The anniversary of the Universal Declaration of Human Rights, adopted by the General Assembly of the United Nations on 10 December 1948, is an important opportunity for reflection on the central position that the question of Human Rights continues to hold among the major issues of concern to the States of the world in their domestic and international life.
In the 54 years that have passed since then, the international community has put numerous legal instruments in place that are intended to ensure that the principles of the Universal Declaration come to be applied more and more fully. A fundamental need remains to lessen the serious gap that still exists between the commitments signed up to and the recurrent and continuing violations of Human Rights to which the events currently taking place on the international stage unfortunately bear witness. The introduction of a range of effective international mechanisms to monitor the respect of the principles underlying the Declaration could provide an important contribution to our efforts to combat Human Rights violations.
The protection of Human Rights requires a constant effort to extend and up-date the legislative instruments currently in place. Italy plays a leading role in this area, especially in questions such as the banning of torture and the death penalty, the fight against international crime and the trafficking in human beings, the protection of the rights of women and children, and the institution and operation of the International Criminal Court. These major issues have met with the widest possible consensus in Italian public opinion and have attracted the keen attention of civil society, which has embarked on a series of actions and initiatives in this respect.

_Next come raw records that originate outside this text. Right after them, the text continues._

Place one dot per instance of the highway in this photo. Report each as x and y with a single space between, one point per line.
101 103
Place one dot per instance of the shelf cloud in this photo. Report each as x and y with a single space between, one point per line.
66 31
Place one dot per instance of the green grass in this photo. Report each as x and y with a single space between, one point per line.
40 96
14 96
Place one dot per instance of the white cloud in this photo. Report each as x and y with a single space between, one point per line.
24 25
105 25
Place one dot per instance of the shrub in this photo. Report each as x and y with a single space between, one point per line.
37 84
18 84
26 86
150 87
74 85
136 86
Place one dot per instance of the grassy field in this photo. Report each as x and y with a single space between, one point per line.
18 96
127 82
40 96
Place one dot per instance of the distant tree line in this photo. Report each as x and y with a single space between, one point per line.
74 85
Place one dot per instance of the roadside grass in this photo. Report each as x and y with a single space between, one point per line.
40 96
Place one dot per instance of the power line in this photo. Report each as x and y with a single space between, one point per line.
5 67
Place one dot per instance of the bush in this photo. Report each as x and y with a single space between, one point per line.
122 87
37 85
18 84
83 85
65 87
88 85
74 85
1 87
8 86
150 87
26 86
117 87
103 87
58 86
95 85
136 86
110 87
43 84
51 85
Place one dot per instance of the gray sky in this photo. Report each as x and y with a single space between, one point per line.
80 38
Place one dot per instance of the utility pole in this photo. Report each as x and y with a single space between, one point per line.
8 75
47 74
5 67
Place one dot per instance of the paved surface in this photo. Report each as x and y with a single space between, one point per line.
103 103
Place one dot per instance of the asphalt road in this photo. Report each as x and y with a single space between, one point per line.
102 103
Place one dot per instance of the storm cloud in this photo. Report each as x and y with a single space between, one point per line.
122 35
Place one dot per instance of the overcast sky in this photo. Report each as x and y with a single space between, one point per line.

We are convinced that only in a framework where Human Rights are increasingly affirmed and afforded strong protection, will the international community succeed in finding the resources and mobilising the energies that are needed to tackle the great challenges of our times, from an effective reaction to the threats posed by terrorism and intolerance to the pursuit of a model of balanced global economic development that takes due account of all its human, cultural and social implications.